Weighted Deduction Systems

QVR's deduction block declares a weighted deductive system, a hyperedge of inference rules over an item algebra, paired with a semiring for weight aggregation. A single agenda-driven runtime evaluates the system; concrete parsing algorithms (CKY, Earley, Viterbi, A*, Knuth's, semi-naive Datalog, MLTT proof search) fall out as parameter settings.

The framework

Categorically, a weighted deduction system is a tuple

\[\mathcal{D} = (I, R, K, \mathrm{ax}, \mathrm{goal})\]

with \(I\) an item algebra (an abstract data type of judgments / facts / sequents), \(R\) a hypergraph of inference rules (each a premise multiset, a conclusion, and a weight in \(K\), universally quantified over pattern variables), \(K\) a algebra / semiring for weight aggregation, \(\mathrm{ax}\) an axiom injector producing the input's lexical / boundary items, and \(\mathrm{goal} \subseteq I\) a termination predicate.

The chart is the \(K\)-presheaf \(C : I^{\mathrm{op}} \to K\) that is the least pre-fixed point of the rule-system functor in the \(K\)-enriched lattice (Tarski-Knaster).
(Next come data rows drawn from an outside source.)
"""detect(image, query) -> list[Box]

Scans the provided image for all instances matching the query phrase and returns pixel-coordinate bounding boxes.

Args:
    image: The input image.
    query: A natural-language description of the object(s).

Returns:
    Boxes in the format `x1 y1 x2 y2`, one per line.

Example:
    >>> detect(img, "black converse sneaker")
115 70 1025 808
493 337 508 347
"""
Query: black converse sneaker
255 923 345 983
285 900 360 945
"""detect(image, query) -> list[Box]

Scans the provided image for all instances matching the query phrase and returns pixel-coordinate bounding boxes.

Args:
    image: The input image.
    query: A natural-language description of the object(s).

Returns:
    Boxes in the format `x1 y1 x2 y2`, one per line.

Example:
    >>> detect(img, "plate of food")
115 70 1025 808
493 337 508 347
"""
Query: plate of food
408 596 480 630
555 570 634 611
The chart is strategy-independent; the agenda is the operational realization of the fixed-point computation.

See References below.

Surface

object Atom : FinSet 4
deduction CG : Atom -> Atom [semiring=LogProb, start=S, depth=4]
    atoms NP, S, VP

    rule fwd_app   : X/Y, Y     |- X
    rule bwd_app   : Y, Y\X     |- X
    rule harm_comp : X/Y, Y/Z   |- X/Z

The unified option block carries the deduction-level configuration (semiring, start symbol, depth bound, optional tolerance for convergent-cycle LogProb, optional max_iterations cap). The indented body declares the atom set and rules; single-uppercase-letter identifiers in rule patterns (X, Y, Z) bind as wildcards, and non-wildcard names match literally. The declaration compiles to a DeductionSystem registered under the declared name (here CG).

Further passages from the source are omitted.